Locate GPU Bottlenecks by Analyzing vLLM Profiling Results in ACK - Container Service for Kubernetes

This topic uses virtual large language mode (vLLM) inference scenarios as examples to show how to analyze the AI profiling results of GPU-accelerated pods running in Container Service for Kubernetes (ACK) clusters. This topic focuses on how to analyze the execution process of Python processes, CPU calls, system calls, Compute Unified Device Architecture (CUDA) libraries, and CUDA kernel functions by using the visualization page of online performance detection results. This helps you locate performance bottlenecks, identify optimization opportunities, and improve GPU utilization and application efficiency.

Example of vLLM inference

Sample environment

Framework: vLLM 0.5.0
Model: Qwen2-7B
GPU: NVIDIA A10
Profiling duration: 5s
Enabled profiling items: all

Result analysis

Model loading

View the overall process of model loading: The enlarged view reveals that the entire model loading process is divided into three steps: data reading, data copying, and decoding.In Python profiling, you can separate different stages with dividing lines, as shown in the following figure. Since this example shows the first startup, PageCache is not used. Therefore, the time required by data transmission is particularly noticeable.
Examine the profiling details for each stage. By zooming in, you can see that the main activity involves I/O-related system calls, such as openat, mmap, read, and ioctl. Because the model is loaded using safetensors.torch.load_file for random access reads, mmap and read calls appear frequently.
The data transmission process shows that system calls are concentrated in poll, epoll, and futex. Multiple CPUs are frequently used and switched. In terms of CUDA calls, there are as many cuMemcpyHtoD transmissions as there are model safetensors. Therefore, based on the model loading process of vLLM, you can identify the path of model data transmission: disk or network -> memory (PageCache) -> GPU memory. Add network and disk I/O data to the figure to help you clearly observe the path.
Observe the decoding process and focus on GPU-related library calls. The matrix multiplication executed in each batch and its upstream and downstream calls (such as cuLaunchKernel, cuMemcpyDtoD, cublasGemmEx) regularly appear and can be aligned with the corresponding Python Decoding method. Therefore, the stages they represent can be clearly distinguished.

Model inference

Note

This example describes the process of discovering and speculating problems by using a manually simulated NCCL hang.

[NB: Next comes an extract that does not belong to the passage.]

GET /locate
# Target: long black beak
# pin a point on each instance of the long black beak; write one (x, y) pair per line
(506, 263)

Since the NCCL hang usually manifests as being trapped in kernel mode or NCCL-level communication/IO blocking, you can reproduce the scenario by simulating interruptions in NCCL communication between different processes. Run the following commands to suspend and restore processes as a simulation of the interruption and recovery process of NCCL:
```
kill -STOP <PID>
kill -CONT <PID>
```
Normal inference duration without interruption:
Inference duration with a 5-second interruption:
During the process of active interruption, you can observe from the above steps that each inference in the example takes about 15 seconds. With a simulated interruption of 5 seconds, the total duration for the inference request after recovery becomes 20 seconds, which aligns with the expected outcome.
Observations show that each inference process of vLLM consists of multiple inference computation steps, as highlighted by the red box in the following figure. The general process is as follows: cuda memory copy H2D -> nccl broadcast -> cublas compute -> nccl send and recv -> cuda memory copy D2H. Therefore, NCCL may be interrupted during the broadcast and send and recv processes.
The interruption point determines the blocked NCCL action. Enable 60 seconds of GPU-only profiling and convert the profiling data to Chrome Tracing format data. The following list describes two cases of NCCL being blocked:
1. nccl send and recv
  The visualization results are as follows:
  During the end time of an inference, there is usually one pnccl Send in one replica, and a corresponding pnccl Recv in another replica. When the simulation for the NCCL hang is enabled, you can see the following situation in the profiling view:
  After one replica issues an ncclSend call, there is no corresponding ncclRecv action call from the other replica, and the GPU-related method call enters an idle state for a period of time. Another replica executes the corresponding ncclRecv action only after the waiting process status is restored. Without understanding the underlying logic, it can be inferred that this phenomenon is caused by an NCCL hang issue.
2. nccl broadcast
  The following figure shows the effect of a Hang operation performed before nccl broadcast:
  Zoom in on the method executed before the hang.
  You can see the execution of cuMemcpyH2D. After the execution, the process hangs. Then, move to the position after the hang recovery.
  Zoom in on the corresponding position. You can see that the first operation executed after the hang recovery is the NCCL broadcast, followed by subsequent standard actions. Based on this phenomenon, the problem is caused by the NCCL hang.